The fears of experts and many in the property market generally concern a fall in housing prices. However, the doubts and concerns these have raised may ensure negative projections become a self-fulfilling prophecy. Individuals pulling out of the market or waiting to see the impact of Brexit. This in turn causes disruptions in the property chain, producing stagnation and ultimately regression. Therefore, it could be the uncertainty Brexit has generated that could itself cause the contraction of the property market. The best way to offset a downturn in the property market may simply be to continue as normal. Attend viewings. Keep your home on the market. Sell or buy if favorable to you. Confidence in the market could be the best way to maintain it.

A pattern noticeable in the British property market in recent years has also been that it has become increasingly fragmented, forming numerous local markets, rather than a single national one. This means national averages showing falling property prices can be misleading and may not reflect trends within your local area. It is therefore vital to keep in touch with changes in local markets as the best indication of the impact Brexit has had on your locality.

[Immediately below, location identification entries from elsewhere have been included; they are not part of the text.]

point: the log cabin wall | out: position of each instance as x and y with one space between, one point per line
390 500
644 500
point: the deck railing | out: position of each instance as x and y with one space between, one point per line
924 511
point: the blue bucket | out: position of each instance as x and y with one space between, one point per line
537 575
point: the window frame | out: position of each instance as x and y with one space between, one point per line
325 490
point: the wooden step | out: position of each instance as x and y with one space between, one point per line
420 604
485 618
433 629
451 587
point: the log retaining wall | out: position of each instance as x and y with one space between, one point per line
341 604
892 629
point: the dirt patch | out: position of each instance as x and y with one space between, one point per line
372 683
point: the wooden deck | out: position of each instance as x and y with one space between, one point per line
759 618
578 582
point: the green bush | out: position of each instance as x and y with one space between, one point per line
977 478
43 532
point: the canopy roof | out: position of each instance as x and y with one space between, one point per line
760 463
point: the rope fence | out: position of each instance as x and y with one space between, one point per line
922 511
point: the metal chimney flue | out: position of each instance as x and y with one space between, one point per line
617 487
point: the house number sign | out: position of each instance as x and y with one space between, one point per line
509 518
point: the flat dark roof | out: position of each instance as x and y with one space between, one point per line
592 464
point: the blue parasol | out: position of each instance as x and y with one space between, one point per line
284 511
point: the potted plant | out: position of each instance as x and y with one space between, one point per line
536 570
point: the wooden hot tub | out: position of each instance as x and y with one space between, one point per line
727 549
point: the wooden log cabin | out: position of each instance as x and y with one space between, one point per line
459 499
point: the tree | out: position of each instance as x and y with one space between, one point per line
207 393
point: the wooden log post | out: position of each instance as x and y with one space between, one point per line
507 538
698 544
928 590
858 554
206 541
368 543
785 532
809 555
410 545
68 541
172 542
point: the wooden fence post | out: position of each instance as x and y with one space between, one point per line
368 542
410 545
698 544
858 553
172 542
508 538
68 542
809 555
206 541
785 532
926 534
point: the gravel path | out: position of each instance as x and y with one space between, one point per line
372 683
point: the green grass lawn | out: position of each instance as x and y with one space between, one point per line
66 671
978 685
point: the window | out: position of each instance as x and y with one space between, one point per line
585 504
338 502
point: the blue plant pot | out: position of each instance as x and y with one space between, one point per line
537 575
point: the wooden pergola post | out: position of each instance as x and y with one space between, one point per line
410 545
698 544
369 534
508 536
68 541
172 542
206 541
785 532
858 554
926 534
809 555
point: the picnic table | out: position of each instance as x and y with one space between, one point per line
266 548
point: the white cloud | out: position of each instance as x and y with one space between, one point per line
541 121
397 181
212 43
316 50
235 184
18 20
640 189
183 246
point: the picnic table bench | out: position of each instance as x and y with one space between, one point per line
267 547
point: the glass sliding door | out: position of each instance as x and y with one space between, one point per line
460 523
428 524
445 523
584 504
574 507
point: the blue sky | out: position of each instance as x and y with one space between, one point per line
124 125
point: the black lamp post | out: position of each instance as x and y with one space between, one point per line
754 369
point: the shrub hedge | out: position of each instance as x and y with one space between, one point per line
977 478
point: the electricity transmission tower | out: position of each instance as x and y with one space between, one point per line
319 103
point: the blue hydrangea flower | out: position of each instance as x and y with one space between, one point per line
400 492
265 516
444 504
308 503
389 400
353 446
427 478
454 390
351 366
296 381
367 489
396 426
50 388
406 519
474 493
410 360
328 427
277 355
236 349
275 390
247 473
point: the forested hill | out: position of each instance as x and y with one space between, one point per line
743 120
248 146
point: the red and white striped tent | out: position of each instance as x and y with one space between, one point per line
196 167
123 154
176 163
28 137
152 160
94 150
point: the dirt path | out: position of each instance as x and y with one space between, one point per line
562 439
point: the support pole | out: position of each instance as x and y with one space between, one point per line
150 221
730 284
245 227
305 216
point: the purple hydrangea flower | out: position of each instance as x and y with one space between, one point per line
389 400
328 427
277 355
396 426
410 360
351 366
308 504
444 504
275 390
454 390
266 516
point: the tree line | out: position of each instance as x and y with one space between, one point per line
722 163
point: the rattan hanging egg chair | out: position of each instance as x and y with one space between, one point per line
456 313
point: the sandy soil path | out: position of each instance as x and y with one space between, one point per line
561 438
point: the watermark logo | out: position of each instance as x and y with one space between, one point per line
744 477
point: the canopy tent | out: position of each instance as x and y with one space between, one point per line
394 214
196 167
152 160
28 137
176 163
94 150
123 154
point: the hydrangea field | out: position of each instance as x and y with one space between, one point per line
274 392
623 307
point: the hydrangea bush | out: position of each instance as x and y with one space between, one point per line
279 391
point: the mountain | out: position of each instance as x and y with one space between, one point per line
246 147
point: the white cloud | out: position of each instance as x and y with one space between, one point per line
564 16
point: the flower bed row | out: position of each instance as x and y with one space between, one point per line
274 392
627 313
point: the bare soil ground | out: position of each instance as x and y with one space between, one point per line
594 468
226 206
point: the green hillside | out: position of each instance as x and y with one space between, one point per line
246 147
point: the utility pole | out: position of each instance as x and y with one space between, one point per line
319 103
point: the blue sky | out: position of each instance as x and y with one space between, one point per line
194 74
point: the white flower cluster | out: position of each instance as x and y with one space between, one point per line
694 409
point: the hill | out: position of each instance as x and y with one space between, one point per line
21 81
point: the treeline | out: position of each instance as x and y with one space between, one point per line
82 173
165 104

Unfavorable trends shown over national media may be at odds with your local patterns and bad times for one area may not equate to bad times for another.

With Britain’s exit from the EU only weeks old, it also remains largely a matter of conjecture the extent of its impact on housing prices. Therefore, take a proactive approach to see how property patterns in your areas are affected over the coming weeks. Do the rates at which properties are sold change and if so do they increase or decrease? Is there a marked increase in the number of properties reducing prices and by what amount? All of this can give an indication of how Brexit has affected the property market near you.

However, it is essential that buyers keep in mind the potential implications of a Brexit-induced rise in interest rates or economic downturn over coming years. Therefore, ensure you have budgeted for potential rises in mortgage fees in the future. Make sure you are in a position to hold your property in the face of an unforeseen change of circumstances such as loss of employment. Avoid a situation where a change in the economy may mean you are forced to sell later out of necessity rather than desire.